Parmi les artistes, beaucoup se sont inspirés de la crise actuelle dans leurs visuels, avec humour ou gravité. Graffmatt, lui, avait déjà senti le combat en réalisant "Aux Armes", un graffeur-soldat masqué chevauchant sa monture armé d’une bombe aérosole. "Je suis parti du tableau représentant Napoléon Bonaparte franchissant les Alpes réalisé par le peintre Jacques Louis David, retrace-t-il. On est en guerre contre le virus et ce guerrier symbolise cette lutte. Le street art reflète la société. Les artistes se sont toujours exprimés en lien avec l’actualité. Il y a d’ailleurs une formidable création en train de naître partout dans le monde autour de cette épidémie".

Au total, Graffmatt a offert quatre œuvres pour la vente solidaire de SAATO. La dernière, baptisée "Silence", s’est vendue instantanément. Elle représente un enfant assis, les bras croisés, plongé dans ses pensées et que l’on devine dans l’attente d’un avenir meilleur. "On parle souvent des médecins et de la recherche.

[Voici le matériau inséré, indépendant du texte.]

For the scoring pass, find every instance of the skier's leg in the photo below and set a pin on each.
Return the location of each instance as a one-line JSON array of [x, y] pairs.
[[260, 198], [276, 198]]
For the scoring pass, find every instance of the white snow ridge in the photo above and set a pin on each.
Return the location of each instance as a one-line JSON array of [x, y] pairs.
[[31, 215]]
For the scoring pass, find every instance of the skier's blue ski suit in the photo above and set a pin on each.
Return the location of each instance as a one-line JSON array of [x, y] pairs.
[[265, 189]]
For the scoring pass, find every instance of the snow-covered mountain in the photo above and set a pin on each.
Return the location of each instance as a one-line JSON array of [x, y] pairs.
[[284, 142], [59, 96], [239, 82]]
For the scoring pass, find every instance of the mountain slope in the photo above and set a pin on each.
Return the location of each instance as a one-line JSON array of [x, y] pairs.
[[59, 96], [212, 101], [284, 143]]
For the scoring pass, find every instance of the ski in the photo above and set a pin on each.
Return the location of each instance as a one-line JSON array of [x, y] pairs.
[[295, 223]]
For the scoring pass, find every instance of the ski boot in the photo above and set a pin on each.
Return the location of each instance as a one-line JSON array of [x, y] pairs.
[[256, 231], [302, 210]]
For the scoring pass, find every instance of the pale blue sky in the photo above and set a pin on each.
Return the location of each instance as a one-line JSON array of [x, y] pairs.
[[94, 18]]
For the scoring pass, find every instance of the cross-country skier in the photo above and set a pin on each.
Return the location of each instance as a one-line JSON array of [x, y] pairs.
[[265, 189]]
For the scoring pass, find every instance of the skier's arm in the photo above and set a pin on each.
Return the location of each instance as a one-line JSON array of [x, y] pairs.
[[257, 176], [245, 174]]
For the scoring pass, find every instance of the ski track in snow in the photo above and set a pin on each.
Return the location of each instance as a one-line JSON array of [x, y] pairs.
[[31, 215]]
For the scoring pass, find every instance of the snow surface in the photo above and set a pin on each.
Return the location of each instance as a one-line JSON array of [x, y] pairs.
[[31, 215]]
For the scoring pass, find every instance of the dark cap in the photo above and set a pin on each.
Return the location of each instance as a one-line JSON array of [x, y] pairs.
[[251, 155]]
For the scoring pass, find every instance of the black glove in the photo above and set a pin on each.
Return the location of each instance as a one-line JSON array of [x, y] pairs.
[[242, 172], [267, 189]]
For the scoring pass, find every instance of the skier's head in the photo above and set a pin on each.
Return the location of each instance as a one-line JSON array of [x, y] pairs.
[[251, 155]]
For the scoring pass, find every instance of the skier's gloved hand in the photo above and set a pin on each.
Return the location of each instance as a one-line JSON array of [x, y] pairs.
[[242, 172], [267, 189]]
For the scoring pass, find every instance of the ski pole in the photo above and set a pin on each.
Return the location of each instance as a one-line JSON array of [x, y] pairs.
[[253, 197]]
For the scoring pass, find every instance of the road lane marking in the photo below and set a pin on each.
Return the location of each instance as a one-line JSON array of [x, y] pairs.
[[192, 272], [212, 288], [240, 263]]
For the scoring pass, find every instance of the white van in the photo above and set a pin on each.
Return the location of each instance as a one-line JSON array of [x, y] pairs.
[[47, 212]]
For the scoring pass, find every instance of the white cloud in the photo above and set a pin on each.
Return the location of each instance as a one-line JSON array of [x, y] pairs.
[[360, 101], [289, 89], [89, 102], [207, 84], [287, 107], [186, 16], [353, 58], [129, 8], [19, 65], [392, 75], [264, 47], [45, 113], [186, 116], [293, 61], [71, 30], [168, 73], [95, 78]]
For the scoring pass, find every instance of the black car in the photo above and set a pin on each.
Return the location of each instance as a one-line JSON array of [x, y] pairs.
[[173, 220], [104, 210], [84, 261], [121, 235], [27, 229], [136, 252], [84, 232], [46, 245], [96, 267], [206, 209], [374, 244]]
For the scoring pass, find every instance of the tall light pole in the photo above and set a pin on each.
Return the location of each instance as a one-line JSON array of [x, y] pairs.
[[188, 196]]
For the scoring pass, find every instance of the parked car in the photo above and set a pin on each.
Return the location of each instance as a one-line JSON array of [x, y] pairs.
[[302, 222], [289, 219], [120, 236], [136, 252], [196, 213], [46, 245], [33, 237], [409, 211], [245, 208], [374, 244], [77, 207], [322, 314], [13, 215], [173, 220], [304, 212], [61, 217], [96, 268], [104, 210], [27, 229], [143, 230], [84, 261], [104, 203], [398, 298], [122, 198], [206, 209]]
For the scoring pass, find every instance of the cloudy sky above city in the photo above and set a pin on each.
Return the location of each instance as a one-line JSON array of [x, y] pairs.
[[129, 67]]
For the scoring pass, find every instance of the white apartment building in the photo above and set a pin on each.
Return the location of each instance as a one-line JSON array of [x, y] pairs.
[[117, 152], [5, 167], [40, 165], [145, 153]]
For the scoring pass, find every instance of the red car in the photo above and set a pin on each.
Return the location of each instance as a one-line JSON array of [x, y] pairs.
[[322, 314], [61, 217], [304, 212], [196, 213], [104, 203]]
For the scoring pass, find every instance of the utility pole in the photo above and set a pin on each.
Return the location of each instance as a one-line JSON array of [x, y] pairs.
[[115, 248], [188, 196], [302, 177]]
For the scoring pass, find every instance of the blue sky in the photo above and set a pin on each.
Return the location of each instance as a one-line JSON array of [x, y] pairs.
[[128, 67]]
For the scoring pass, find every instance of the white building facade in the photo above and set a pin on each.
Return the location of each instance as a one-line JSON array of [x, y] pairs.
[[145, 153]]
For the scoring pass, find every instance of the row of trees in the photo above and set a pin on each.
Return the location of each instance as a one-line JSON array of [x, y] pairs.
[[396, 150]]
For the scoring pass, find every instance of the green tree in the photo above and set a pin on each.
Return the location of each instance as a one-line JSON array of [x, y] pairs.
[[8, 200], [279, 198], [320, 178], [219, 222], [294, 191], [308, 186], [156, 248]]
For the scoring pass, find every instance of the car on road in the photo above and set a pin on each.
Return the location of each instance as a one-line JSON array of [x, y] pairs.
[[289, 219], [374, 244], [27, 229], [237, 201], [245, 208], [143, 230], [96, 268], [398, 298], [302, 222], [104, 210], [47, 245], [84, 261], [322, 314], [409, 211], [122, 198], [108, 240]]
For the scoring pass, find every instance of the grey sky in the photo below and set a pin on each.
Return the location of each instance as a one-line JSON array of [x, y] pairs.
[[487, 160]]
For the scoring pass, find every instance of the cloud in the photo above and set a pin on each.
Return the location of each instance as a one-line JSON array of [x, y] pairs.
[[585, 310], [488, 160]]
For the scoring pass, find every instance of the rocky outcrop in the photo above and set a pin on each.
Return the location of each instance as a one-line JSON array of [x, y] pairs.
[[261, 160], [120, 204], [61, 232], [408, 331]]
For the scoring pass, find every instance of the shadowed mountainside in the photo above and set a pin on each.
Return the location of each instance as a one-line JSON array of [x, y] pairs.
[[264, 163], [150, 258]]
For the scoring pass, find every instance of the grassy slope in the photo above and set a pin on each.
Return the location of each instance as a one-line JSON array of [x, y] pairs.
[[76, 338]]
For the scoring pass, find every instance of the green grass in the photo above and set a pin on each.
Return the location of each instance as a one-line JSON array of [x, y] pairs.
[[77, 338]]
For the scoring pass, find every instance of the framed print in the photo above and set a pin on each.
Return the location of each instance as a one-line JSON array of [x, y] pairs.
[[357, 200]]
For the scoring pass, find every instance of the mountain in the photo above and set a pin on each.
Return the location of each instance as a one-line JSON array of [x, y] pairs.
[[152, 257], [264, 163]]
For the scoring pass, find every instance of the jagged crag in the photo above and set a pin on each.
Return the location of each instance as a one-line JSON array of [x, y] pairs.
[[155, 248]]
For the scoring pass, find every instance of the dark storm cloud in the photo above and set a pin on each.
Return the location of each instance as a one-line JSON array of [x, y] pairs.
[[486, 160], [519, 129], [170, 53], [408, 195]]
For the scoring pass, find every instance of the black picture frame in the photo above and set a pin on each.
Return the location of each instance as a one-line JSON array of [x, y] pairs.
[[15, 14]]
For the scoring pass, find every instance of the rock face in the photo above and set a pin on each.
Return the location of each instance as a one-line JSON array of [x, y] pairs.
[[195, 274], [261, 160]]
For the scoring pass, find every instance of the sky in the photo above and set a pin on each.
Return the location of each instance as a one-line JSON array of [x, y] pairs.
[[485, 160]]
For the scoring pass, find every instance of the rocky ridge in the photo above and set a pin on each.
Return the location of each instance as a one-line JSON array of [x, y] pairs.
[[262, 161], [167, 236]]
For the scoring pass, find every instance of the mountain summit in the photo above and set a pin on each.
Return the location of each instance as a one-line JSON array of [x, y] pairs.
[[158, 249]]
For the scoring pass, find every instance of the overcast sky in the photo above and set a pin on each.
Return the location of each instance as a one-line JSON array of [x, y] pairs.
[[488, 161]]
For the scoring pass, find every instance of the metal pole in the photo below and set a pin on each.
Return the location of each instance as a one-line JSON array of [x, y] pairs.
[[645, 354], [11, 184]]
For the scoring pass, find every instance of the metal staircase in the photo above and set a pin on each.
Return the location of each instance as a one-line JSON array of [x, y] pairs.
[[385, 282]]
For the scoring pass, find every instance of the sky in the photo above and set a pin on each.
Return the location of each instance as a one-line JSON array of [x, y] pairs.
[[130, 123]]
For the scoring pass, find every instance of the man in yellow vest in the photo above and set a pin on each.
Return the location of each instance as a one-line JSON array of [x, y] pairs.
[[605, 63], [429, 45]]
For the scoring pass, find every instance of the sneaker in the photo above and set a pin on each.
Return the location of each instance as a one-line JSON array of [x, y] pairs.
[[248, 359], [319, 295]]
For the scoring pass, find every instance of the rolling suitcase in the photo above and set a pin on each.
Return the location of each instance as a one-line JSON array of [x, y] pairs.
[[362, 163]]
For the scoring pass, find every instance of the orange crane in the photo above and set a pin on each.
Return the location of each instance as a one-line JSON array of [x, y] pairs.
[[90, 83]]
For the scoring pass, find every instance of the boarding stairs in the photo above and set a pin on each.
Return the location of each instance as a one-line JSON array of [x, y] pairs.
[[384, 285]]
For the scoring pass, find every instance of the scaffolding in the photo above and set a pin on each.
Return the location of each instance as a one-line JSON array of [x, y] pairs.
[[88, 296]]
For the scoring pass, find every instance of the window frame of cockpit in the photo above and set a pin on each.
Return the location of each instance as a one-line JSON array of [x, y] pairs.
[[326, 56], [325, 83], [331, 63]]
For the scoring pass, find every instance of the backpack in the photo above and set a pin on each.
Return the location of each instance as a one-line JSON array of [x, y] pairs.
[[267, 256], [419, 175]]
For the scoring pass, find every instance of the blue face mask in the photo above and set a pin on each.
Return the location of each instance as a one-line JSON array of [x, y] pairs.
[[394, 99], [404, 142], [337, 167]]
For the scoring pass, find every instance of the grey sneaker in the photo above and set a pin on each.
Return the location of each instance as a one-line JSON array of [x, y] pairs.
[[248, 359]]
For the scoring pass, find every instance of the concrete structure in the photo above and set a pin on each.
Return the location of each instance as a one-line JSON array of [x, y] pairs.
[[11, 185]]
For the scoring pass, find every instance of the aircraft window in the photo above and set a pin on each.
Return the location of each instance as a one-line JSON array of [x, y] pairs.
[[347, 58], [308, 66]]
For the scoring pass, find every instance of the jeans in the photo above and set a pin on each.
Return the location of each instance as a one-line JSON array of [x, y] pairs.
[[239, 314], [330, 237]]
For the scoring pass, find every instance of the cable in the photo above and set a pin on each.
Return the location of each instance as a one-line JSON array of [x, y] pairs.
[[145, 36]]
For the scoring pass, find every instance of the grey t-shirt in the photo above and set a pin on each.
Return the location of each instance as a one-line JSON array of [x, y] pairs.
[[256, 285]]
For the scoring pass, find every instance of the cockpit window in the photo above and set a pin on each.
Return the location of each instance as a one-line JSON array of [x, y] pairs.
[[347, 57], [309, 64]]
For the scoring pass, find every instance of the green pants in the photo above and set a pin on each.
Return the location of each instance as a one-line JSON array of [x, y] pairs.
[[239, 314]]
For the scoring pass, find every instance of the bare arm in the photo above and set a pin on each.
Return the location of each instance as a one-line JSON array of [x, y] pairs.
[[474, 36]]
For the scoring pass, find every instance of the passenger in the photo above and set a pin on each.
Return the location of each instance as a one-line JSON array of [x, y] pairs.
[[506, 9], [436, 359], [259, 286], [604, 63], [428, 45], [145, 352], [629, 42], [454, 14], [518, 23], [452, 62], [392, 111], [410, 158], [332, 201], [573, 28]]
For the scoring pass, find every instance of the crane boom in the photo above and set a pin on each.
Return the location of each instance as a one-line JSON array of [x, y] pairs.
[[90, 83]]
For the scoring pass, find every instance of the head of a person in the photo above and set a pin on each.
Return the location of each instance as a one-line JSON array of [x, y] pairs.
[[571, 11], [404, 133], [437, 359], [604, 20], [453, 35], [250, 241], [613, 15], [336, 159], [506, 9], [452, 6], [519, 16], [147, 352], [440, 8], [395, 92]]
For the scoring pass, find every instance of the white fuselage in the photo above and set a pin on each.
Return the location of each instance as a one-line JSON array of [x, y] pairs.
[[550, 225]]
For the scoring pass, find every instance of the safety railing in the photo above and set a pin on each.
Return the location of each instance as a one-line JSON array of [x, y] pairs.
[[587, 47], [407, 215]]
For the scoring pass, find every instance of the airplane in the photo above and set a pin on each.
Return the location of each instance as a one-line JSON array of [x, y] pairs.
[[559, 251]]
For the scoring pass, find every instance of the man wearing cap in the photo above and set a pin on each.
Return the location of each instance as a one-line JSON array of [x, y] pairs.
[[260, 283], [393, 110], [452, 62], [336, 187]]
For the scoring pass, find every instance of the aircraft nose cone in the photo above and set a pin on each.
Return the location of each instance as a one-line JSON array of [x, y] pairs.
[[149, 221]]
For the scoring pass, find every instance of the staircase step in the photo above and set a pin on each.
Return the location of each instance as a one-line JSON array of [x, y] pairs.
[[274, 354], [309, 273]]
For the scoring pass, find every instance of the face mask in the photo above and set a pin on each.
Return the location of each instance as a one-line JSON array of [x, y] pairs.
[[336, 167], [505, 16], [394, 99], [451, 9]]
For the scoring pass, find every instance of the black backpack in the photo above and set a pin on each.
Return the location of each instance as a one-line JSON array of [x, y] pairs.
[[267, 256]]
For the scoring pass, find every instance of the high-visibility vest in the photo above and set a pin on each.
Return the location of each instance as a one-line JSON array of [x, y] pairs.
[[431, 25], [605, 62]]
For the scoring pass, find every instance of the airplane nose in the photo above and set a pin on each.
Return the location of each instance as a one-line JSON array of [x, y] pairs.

On parle aussi de l’école, de la reprise, comment ça va se passer progressivement. Ça m’a fait tilt ! D’habitude, je ne dessine pas d'enfants mais cette fois je me suis mis dans la peau du personnage, avec ce gosse qui est en attente de s’occuper, de revoir ses copains à école. On peut s’imaginer plein de choses, ajoute l'artiste savoyard. Il se passe beaucoup de choses dans la tête des gens aujourd’hui et je trouvais intéressant de le retranscrire à travers ce gamin".
 

Regarder la vie autrement. Depuis la lucarne de son petit atelier, Graffmatt, habitué à créer confiné dans sa cave, la perçoit avec son regard, forcément inquiet, comme tous, mais aussi bien décidé à apporter un peu de poésie colorée dans ce monde tourmenté. Une impression que l’on retrouve dans bien des oeuvres réalisées par ces artistes des quatre coins de France. La vente solidaire se poursuit en ligne sur le site de Projet SAATO, jusqu'au 30 avril.